LA TARSU TRASFORMATA IN TIA RICHIESTA DI RIMBORSO SUL 10% DI IVA NON DOVUTA.

REGIONE: SICILIA

In molti Comuni italiani la Tarsu, tassa per lo smaltimento dei rifiuti solidi urbani, è stata sostituita dalla Tia, la tariffa di igiene ambientale, istituita nel 1999 con il decreto Ronchi. In varie città italiane, con l’arrivo della Tia, sulle bollette è stata aggiunta anche l’Iva. Prelievo però ritenuto illegittimo il 24 luglio 2009 dalla Corte Costituzionale e ribadito dalla Cassazione l’8 marzo scorso . La stessa  Corte, ha evidenziato che nonostante il nuovo nome (da tassa a tariffa), la Tia resta a tutti gli effetti un tributo. Prima di tutto perché la tassa sui rifiuti è obbligatoria. «I soggetti non possono sottrarsi (...) adducendo di non volersi avvalere del servizio». Ma anche in base «alla determinazione normativa, e non contrattuale, della fonte del prelievo». Quindi «canoni, diritti e tributi», essendo percepiti da enti pubblici, secondo la legge comunitaria «sono esclusi in via generale dall’applicazione  dell’Iva». I cittadini hanno già iniziato a chiedere  i rimborsi. Possono farlo i residenti di tutti i Comuni,  quelli che avevano già trasformato la Tarsu in Tia, adottando il nuovo regime tariffario. 

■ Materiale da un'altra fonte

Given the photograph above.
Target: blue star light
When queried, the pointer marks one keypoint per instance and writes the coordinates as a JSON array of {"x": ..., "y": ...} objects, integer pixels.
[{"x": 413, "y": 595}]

Il  Comune di Palermo, non ha ancora sostituito la TARSU,  come hanno già fatto  79 comuni siciliani. Si comunica a tutti coloro che volessero richiedere rimborso, di mettersi in contatto con noi.

Da gennaio 2013 si cambia e arriva la Tares, la nuova tassa senza Iva, Da Tarsu a Tia fino ad arrivare alla Tares. La nuova Tassa rifiuti e servizi debutterà il primo gennaio 2013 e sostituirà le due precedenti “colleghe”. La Tares non sarà gravata da Iva al 10% e nemmeno dell’addizionale, sempre al 10%, ex Eca che si applicava sulla Tarsu. Sarà composta da due voci: la prima per coprire il costo del servizio di smaltimento rifiuti e la seconda per remunerare i servizi indivisibili dei Comuni (illuminazione pubblica, polizia municipale, servizi anagrafici e via elencando). La parte relativa ai rifiuti verrà calcolata in base al numero dei componenti del nucleo familiare e ai metri quadri. La seconda parte invece “costerà” 30 centesimi al metro quadrato e i Comuni potranno elevare questa cifra fino a 40 centesimi. Nei prossimi mesi, tuttavia, di concerto il ministero dell’Economia e quello dell’Ambiente dovranno emanare il regolamento attuativo della nuova tassa e, conseguentemente, i Comuni deliberare le nuove tariffe.